We can also replace the fixed point iterator with a better solver. Fixed point iteration works for some problems, including this one, but may not converge to a solution for other problems. OpenMDAO also contains a Broyden solver called BroydenSolver. This solver is based on a quasi-Newton-Raphson algorithm found in scipy.nonlinear. It uses a Broyden update to approximate the Jacobian.
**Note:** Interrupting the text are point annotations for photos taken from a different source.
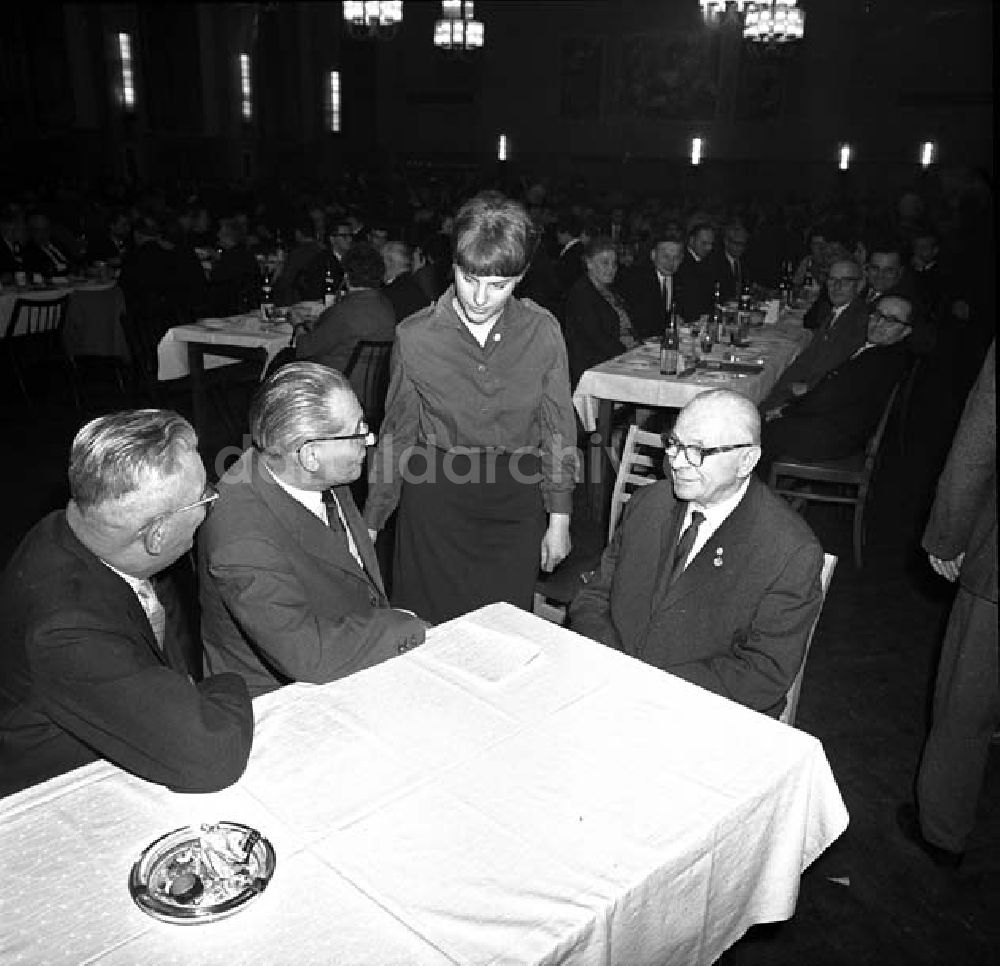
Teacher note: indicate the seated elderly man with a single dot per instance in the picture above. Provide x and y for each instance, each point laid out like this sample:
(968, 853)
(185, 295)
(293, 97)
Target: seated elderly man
(840, 332)
(290, 587)
(96, 659)
(363, 314)
(837, 416)
(709, 575)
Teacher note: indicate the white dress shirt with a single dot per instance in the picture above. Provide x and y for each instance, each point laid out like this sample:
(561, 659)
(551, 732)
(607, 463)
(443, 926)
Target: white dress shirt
(312, 500)
(715, 516)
If we replace FixedPointIterator with BroydenSolver, the optimizer’s workflow looks like this:

# Don't forget to put the import in your header
from openmdao.lib.drivers.api import BroydenSolver

# Outer Loop - Global Optimization
self.add('bcastr', Broadcaster())
self.add('solver', BroydenSolver())
self.driver.workflow.add(['bcastr', 'solver'])

Next, we set up our parameters for the inner loop. The Broyden solver can be connected using the standard driver interface. It can take multiple inputs and outputs though we only have one input and one output in this example.

# Iteration loop
self.solver.add_parameter('dis1.y2', low=-9.e99, high=9.e99)
self.solver.add_constraint('dis2.y2 = dis1.y2')
self.solver.itmax = 10
self.solver.alpha = .4
self.solver.tol = .0000001
self.solver.algorithm = "broyden2"

The input is selected using add_parameter. You might also be familiar with the term independent used to describe this. Here, we’ve given a low and a high attribute, but we’ve set them to very large negative and positive values as the Broyden solver doesn’t use either of these. The output is specified by adding an equality constraint. A solver essentially tries to drive something to zero. In this case, we want to drive the residual error in the coupled variable y2 to zero. An equality constraint is defined with an expression string which is parsed for the equals sign, so the following constraints are equivalent:

# Iteration loop
self.solver.add_constraint('dis2.y2 = dis1.y2')
self.solver.add_constraint('dis2.y2 - dis1.y2 = 0')

Equality constraints may also be available for some optimizers, but you should verify that they are supported. CONMIN does not support equality constraints.